Updated: 2012-06-10 08:01

By Anita Patil(The New York Times)

  Print Mail Large Medium  Small 分享按钮 0

As more vegetables are pickled, as more wood is hewn by hand and as everything comes to feel more local, homemade and vintage, niche is getting big. More consumers are rejecting the high-volume goods of the mass market, instead turning to the business of craft and specialty.

"For as long as factories have efficiently spat out objects, craft has been an antidote to the chilly uniformity of mass production," wrote Julie Lasky in The Times. But craft overshadowed the sleek machined goods that have been popular at the International Contemporary Furniture Fair last month in New York. A child's stool was adorned with vintage typewriter keys; woodworkers carved chunks of ash into stools and antique sewing machines were used to make blue jeans, reported The Times.

If you want to get hands-on, you can attend finishing schools in the niche and crafty. For $5 to $30 at the Brooklyn Brainery, a hipster schoolhouse, learn how to weld, make a telescope or delve into anthropomorphic taxidermy. Or perhaps you're more comfortable with a class on the introduction to perfume.

It may be useful, as celebrity and mass-market fragrances now face competition from smaller players in the business. Perfumers who were once behind the scenes concocting scents for celebrities are now creating their own.

The crowds that shun the mass market

"Consumers are willing to spend if it's something more intellectual," Kaya Sorhaindo of Six Scents told The Times. "The celebrity and big-brand fragrances are too calculated. They use focus groups, and then there are the product managers and P.R. teams."

Francis Kurkdjian, a perfumer in Paris who has created best-selling fragrances for Jean Paul Gaultier, began his own line after he was interviewed about the composition of perfumes. "People are interested in 'the making of' aspect," he told The Times.

Jean-Christophe Le Greves, who has worked in business development for fragrance companies, told The Times that the smaller perfumers have to have something to say, not just compete with celebrity fragrances for the sake of it. Smaller perfumers don't sell the sexualized plots of desire that mass-market fragrances do in their advertising. "Consumers want self-discovery, and not us trying to dictate some story," Mr. Sorhaindo told The Times.

It's that emotional or personal connection that smaller retailers rely on when competing with the bigger guys. Harold Pollack, a professor in Chicago, used to shop on Amazon, but has started buying from smaller businesses. Although prices are higher, he says he now has a clear conscience. "I don't feel they behave in a way that I want to support with my consumer dollars," he told The Times, referring to Internet giants.

As sites like Amazon try to eliminate the competition by offering steep discounts and free shipping, the little guys are fighting back, encouraging customers to shop local or small. Some offer free items with purchases.
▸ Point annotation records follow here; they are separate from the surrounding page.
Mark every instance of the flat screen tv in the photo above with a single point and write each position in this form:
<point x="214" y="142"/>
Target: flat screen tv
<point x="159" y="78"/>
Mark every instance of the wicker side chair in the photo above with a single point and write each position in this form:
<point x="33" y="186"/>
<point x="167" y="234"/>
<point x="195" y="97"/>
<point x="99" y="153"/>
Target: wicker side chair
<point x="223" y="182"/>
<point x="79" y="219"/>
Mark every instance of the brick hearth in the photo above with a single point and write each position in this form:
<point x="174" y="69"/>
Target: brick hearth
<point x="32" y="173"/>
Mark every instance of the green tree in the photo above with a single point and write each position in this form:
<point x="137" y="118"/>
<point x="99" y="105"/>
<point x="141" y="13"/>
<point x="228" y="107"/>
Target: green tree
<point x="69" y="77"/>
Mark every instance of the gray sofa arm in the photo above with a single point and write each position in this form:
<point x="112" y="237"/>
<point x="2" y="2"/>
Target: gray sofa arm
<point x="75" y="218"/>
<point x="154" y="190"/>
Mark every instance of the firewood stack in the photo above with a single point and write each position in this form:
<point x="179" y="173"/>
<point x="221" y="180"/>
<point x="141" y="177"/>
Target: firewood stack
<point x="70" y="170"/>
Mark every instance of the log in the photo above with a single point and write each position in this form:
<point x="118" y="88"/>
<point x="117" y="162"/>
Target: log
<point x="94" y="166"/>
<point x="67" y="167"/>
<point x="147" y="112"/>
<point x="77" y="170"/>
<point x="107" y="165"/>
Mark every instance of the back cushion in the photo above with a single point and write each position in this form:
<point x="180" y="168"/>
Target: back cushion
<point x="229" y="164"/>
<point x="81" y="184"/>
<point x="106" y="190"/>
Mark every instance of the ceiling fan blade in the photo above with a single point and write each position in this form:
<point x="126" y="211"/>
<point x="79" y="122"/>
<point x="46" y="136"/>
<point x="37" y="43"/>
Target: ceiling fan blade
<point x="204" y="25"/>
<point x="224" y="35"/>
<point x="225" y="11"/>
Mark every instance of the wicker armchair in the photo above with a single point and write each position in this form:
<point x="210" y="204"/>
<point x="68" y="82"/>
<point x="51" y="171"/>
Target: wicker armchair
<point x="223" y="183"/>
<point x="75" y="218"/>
Emily Powell of Powell's Books in Oregon, which has an e-commerce store, told The Times: "People come here because they want to support an independent and feel good about it."

Curt Matthews, of the Independent Publishers Group in Chicago, told The Times that Amazon wants the price of books to be lower than the publishing community can support. "Making a book is still a craft industry," he said.

And there's probably a bookbinding class near you.

As Mr. Le Greves said: "Niche is becoming crowded."